Le magazine féminin des Orléanaises (depuis 2010)

Cécilia Ribault l’inclassable

Figure du monde culturel tourangeau, la danseuse, chorégraphe et chanteuse devrait faire parler d’elle cette année, avec la création de sa propre structure. Ce sera, à 38 ans, une étape importante sur un parcours aussi sportif qu’artistique.

 

Comment la présenter ? Danseuse, chorégraphe, chanteuse, elle est tout cela à la fois, Cécilia Ribault, toujours en train de créer, de chercher de nouvelles pistes à explorer. Une artiste plurielle, totale, qui a mis quelques années à trouver sa voie, après une jeunesse passée à Bourges. « Adolescente, je voulais être archéologue, mais finalement, je me suis inscrite en histoire de l’art à Tours, rappelle-t-elle. J’avais le désir de chanter et danser depuis toute petite, mais je n’ai pas suivi cette voie-là. J’ai fait un peu de danse, en loisirs, sans plus. Je pratiquais l’athlétisme surtout. » L’histoire de l’art ne va pas passionner outre mesure l’étudiante plutôt férue d’art contemporain.

C’est alors qu’elle pousse les portes du SUAPS pour suivre des cours de théâtre. Elle arrive trop tard, manque la séance, mais reste à la suivante.
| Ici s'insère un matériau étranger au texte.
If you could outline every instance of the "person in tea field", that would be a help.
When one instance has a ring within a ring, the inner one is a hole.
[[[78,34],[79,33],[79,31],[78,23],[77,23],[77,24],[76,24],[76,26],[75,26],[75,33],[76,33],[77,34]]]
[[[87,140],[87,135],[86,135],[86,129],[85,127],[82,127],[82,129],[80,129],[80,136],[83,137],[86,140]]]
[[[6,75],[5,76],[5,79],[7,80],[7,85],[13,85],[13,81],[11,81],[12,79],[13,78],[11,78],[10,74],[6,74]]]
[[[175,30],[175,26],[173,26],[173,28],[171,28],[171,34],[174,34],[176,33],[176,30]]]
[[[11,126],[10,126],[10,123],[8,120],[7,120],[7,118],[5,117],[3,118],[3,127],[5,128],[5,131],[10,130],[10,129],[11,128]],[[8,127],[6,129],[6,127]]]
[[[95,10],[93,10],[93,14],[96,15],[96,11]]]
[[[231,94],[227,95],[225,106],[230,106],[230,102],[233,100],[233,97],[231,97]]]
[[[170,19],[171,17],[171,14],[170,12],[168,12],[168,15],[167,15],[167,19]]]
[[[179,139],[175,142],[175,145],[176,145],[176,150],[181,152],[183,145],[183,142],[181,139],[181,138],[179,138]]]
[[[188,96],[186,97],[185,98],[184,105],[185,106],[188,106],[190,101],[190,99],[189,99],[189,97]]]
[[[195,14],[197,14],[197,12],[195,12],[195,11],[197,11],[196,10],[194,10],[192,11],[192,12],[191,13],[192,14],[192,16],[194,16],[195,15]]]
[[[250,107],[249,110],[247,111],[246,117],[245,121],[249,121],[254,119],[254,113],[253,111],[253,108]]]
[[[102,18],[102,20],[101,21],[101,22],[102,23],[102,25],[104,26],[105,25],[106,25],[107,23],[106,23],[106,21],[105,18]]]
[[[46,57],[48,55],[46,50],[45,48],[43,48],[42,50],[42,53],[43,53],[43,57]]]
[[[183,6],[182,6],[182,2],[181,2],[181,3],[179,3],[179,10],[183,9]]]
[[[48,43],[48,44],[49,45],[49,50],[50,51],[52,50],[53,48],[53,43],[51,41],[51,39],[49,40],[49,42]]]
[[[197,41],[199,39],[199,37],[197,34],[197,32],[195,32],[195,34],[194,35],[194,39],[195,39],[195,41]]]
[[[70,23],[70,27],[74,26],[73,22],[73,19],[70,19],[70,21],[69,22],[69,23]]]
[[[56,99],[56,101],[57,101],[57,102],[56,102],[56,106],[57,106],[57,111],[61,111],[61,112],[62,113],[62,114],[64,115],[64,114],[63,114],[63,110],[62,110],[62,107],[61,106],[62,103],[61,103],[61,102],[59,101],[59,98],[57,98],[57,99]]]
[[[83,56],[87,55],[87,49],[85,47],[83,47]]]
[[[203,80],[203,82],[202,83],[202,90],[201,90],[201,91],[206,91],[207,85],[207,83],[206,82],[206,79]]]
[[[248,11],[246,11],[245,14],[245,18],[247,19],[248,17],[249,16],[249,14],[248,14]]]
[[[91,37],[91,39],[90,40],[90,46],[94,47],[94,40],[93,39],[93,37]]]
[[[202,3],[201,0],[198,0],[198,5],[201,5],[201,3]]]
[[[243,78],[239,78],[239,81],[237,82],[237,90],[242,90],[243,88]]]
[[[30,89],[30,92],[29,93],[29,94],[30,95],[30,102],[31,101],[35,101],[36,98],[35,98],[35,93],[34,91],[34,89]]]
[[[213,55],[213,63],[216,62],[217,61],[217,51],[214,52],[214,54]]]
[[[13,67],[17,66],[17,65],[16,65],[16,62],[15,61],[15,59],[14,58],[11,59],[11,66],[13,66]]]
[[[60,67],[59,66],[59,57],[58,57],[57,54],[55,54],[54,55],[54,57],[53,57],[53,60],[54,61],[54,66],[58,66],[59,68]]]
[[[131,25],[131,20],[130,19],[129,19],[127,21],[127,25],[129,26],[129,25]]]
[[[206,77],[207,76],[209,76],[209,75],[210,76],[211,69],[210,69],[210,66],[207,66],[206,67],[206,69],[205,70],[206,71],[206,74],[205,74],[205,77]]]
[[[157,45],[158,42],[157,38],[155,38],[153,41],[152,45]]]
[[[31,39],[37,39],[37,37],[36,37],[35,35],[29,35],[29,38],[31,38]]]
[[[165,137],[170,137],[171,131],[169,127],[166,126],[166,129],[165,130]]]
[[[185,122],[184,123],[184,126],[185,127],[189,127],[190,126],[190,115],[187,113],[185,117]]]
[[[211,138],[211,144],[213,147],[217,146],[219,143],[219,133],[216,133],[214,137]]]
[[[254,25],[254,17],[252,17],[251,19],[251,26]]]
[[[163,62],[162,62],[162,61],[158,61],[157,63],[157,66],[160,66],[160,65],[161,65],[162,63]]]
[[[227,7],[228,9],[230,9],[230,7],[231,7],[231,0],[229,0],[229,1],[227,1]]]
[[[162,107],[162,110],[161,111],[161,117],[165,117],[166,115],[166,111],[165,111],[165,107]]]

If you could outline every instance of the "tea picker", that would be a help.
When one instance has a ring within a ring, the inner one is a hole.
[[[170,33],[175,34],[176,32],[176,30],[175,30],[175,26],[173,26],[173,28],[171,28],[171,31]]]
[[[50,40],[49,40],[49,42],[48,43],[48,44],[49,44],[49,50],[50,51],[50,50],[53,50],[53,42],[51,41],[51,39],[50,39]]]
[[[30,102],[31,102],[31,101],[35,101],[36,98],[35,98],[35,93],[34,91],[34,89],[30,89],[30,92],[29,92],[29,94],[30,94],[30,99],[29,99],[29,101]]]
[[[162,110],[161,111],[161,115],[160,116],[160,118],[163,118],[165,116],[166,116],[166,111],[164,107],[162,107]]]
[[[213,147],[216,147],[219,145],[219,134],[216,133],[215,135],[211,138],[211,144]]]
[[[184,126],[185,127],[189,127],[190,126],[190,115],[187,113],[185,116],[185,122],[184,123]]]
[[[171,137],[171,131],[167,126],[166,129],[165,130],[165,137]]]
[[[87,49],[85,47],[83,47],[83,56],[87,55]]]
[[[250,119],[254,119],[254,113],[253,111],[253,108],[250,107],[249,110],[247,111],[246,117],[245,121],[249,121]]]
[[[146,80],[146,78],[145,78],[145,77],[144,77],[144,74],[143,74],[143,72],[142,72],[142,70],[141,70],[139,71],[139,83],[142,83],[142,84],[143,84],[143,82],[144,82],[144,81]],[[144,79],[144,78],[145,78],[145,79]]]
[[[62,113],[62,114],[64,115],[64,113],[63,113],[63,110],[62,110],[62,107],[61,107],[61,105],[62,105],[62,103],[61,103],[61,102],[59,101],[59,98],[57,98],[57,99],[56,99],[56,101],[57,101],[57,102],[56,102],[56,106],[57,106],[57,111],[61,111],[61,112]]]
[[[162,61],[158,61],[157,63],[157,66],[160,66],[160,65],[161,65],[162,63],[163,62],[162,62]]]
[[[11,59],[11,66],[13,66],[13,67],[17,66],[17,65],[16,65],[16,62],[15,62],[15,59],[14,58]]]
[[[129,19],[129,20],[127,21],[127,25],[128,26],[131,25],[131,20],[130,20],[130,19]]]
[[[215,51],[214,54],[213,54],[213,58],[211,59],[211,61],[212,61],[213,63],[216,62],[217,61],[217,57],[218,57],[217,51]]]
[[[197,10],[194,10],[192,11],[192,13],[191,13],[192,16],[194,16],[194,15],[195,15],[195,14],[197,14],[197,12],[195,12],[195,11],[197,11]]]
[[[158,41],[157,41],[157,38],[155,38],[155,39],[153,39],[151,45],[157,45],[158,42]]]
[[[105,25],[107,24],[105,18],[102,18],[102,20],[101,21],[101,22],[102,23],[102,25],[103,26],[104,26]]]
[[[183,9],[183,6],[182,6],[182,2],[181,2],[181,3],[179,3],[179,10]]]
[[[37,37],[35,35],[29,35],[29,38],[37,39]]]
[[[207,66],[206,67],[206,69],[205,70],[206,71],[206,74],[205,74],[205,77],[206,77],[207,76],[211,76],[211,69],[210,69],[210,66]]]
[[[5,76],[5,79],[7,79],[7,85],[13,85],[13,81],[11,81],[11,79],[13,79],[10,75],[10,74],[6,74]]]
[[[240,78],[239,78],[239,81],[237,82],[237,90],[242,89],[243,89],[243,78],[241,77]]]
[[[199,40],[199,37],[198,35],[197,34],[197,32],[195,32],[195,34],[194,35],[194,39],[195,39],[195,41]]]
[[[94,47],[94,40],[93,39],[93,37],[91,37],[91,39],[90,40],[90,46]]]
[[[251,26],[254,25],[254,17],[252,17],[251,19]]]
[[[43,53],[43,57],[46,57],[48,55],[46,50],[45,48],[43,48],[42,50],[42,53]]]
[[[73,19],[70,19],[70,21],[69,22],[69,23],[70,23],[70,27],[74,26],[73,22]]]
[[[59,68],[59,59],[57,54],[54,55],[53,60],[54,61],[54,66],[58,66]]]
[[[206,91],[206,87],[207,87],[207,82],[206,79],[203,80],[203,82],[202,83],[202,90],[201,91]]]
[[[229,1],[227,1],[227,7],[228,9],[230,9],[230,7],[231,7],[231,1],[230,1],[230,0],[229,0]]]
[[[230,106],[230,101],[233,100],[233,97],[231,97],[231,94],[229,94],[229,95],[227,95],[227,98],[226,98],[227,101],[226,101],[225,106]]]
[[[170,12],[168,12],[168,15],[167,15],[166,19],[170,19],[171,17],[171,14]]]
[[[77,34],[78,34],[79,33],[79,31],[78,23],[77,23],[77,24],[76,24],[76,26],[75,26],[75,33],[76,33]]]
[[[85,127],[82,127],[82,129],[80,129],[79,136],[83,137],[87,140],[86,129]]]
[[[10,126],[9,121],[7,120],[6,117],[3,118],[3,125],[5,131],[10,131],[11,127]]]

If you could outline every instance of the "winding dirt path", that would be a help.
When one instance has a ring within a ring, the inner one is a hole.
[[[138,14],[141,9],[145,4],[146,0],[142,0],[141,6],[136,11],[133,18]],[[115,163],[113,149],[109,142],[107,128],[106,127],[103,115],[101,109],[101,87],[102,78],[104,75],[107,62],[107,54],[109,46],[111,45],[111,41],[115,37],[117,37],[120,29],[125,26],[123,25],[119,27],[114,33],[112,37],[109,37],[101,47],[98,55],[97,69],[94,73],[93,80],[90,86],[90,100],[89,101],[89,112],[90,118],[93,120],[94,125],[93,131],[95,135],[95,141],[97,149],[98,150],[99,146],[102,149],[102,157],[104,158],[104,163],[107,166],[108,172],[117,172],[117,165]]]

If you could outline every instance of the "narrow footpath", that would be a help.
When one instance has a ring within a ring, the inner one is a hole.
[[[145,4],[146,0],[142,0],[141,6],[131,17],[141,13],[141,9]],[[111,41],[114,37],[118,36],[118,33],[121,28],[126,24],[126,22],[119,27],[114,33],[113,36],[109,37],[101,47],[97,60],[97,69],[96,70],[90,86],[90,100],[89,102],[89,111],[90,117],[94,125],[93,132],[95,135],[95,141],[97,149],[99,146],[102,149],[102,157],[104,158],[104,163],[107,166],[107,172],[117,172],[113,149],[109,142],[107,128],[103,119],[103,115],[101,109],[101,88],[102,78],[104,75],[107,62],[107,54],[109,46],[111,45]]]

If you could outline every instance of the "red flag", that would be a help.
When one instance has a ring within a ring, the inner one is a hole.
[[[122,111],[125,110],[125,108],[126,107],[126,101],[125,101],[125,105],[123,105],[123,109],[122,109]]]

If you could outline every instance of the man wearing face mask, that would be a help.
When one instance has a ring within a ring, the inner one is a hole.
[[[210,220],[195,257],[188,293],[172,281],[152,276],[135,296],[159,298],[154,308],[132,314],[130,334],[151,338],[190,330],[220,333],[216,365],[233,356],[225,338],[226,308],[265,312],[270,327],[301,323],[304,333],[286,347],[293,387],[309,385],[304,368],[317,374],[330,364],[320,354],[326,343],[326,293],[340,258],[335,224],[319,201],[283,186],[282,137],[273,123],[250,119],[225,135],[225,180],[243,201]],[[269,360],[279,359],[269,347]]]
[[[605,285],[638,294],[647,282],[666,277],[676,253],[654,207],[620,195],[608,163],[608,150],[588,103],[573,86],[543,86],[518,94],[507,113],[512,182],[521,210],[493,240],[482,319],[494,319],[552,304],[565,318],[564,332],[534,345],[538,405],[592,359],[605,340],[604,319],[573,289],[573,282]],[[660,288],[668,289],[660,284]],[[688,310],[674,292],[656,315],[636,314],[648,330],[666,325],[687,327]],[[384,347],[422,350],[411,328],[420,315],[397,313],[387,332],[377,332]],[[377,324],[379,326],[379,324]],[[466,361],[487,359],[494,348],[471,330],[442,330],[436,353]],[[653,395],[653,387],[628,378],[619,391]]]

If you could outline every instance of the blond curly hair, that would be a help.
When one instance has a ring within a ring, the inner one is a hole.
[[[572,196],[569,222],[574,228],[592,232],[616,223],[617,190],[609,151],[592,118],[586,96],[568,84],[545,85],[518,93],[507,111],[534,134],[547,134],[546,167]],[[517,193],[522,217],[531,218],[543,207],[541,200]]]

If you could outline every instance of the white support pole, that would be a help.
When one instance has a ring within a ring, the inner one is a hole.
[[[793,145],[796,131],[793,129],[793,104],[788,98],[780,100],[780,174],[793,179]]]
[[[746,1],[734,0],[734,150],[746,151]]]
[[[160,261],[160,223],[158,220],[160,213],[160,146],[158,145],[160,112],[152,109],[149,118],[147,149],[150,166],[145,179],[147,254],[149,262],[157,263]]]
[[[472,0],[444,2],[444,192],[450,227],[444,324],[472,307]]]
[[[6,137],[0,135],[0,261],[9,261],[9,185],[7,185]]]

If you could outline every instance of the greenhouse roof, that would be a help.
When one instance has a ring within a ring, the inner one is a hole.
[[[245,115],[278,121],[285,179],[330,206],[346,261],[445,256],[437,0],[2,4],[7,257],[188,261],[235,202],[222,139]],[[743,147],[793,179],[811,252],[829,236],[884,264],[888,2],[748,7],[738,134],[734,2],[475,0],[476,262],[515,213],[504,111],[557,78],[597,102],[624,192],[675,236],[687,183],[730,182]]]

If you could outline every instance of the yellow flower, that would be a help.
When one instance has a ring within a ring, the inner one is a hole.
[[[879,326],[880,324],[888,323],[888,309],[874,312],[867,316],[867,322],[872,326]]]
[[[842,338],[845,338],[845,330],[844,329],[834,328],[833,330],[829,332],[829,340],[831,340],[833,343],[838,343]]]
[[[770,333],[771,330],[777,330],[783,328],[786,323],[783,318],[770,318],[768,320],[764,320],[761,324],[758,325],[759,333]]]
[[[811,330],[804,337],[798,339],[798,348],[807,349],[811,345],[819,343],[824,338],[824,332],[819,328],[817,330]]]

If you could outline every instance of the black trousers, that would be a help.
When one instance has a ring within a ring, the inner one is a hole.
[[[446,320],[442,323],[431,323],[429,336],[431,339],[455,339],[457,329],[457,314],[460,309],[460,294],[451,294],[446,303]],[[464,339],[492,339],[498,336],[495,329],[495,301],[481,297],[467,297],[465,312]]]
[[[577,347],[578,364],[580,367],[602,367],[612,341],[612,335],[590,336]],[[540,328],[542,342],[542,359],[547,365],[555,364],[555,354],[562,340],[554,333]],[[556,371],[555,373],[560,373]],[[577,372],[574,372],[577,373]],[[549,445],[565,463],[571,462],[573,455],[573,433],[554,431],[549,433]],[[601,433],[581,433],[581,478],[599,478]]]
C’est un atelier danse théâtre, animé par Véronique Solé. Le mix des deux disciplines séduit Cécilia, qui s’inscrit illico au cours de danse contemporaine et à celui de recherche chorégraphique. «Je voulais pratiquer la danse, le théâtre et le chant, déclare-t-elle. Vers 20 ou 22 ans, je me suis rendu compte que c’était ce que je voulais faire professionnellement. Il y avait peu de débouchés en histoire de l’art. J’ai tout misé là-dessus. »

 

Personnalité à part

Sa soif de connaissance est immense, elle va l’étancher à toutes les sources : Jazz à Tours, pour travailler l’improvisation, le Conservatoire (deux ans de chant lyrique), diverses structures pour l’apprentissage du chant arabo-andalou et celui du chant karnatique d’Inde du Sud, où elle se rend régulièrement pendant sept ans. Son passage dans le monde professionnel s’effectue avec Francis Plisson, quand ce dernier s’installe à Tours et part en quête d’une interprète qui puisse danser et chanter. “Je suis arrivée dans ce métier avec un bagage non conventionnel, poursuit Cécilia. Je me suis beaucoup construite avec le physique, grâce à l’athlétisme et aux arts martiaux, kung-fu, aïkido, kalaripayat – un art martial du sud de l’Inde. Tout cela m’a permis d’acquérir la maîtrise et la conscience du corps, en même temps qu’une relation au sol très différente de la danse classique. J’ai développé une identité propre. » Une spécificité qui lui a permis de multiplier, année après année, les représentations avec diverses compagnies de Tours, mais aussi de Poitiers, de Montpellier…

On l’a vue aussi ailleurs que sur des scènes traditionnelles, sur la place du supermarché du Sanitas par exemple, en 2008.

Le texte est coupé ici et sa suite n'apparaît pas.